Learning to fit in as a First Generation Law student
To be honest, not until my first semester had passed did I ever think of myself as a first generation law student. My first semester grades were okay, but they weren't what I was getting in college by no means. I was a straight A student in college, and practically my whole life, so this was a whole new level of challenging for me. I more so, internalized my losses and failures and even started to question going to law school in the first place. My journey getting there was tough, who's to say that I should stay? When I initially heard the term "first generation" I thought it only applied to those whose parents did not have the chance to obtain higher education (ANY higher education).
My story was a little more complicated though. Both of my parents actually didn't go to college when they were of school age, if that makes sense. After coming to this country at 20, my dad went to a technical school and somehow managed to get a job at two of the biggest and busiest hospitals in New York City. He worked two jobs, coining the term "weekend dad", up until I started college. My mom on the other hand, decided she wanted a career in education, and went back to school when I was in 5th grade. She ended up with a bachelors degree, so technically, although she was an adult student, she was the first one in my family and in her family to go to college.
But with law school, I was completely on my own, dubbing me a first-generation law student. I have 0 lawyers in my family, I will be the first one. Frankly, its tough navigating this new path on my own, I'll admit it. With college, I at least had my mom to talk to about what gen-ed classes were, what to expect when I walk into class, what professors will be like, etc. But here, I don't really have anyone to help me with that. I followed tons of law school bloggers, and I even managed to get myself not 1, but 2 AMAZING mentors, who are just the best humans on earth. But at the end of the day, we all have unique experiences that make us who we are. To my surprise, on my first day of law school I actually wasn't scared walking into the classroom. I just thought it would be similar to what college would be. I couldn't be more wrong.To put it simply, I really didn't know what I was getting myself into, but I somehow found my way. Now here I am entering my second year, and while I'm taking those major lessons I learned from 1L with me in the Fall, I am also slowly learning how to forgive myself for making those mistakes.
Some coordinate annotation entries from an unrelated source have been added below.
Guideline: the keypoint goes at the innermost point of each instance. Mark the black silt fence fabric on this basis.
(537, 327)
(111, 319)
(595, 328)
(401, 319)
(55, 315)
Above all, law school can bear a toll mentally, and its tough dealing with that when you don't know who to run to and just have a vent session. But you do have one person, yourself. As first generation law students and future attorneys, we need to learn to not be so hard on ourselves, especially channeling new grounds. Learn to give yourself credit. We've had no experience with this, no one to tell us anything about law school must less about what Rule 12 of the Federal Rules of Civil Procedure actually mean.
Someone once told me, the legal profession is hard for a reason. This isn't cut out for everyone, but that fact that we are here.. means we belong.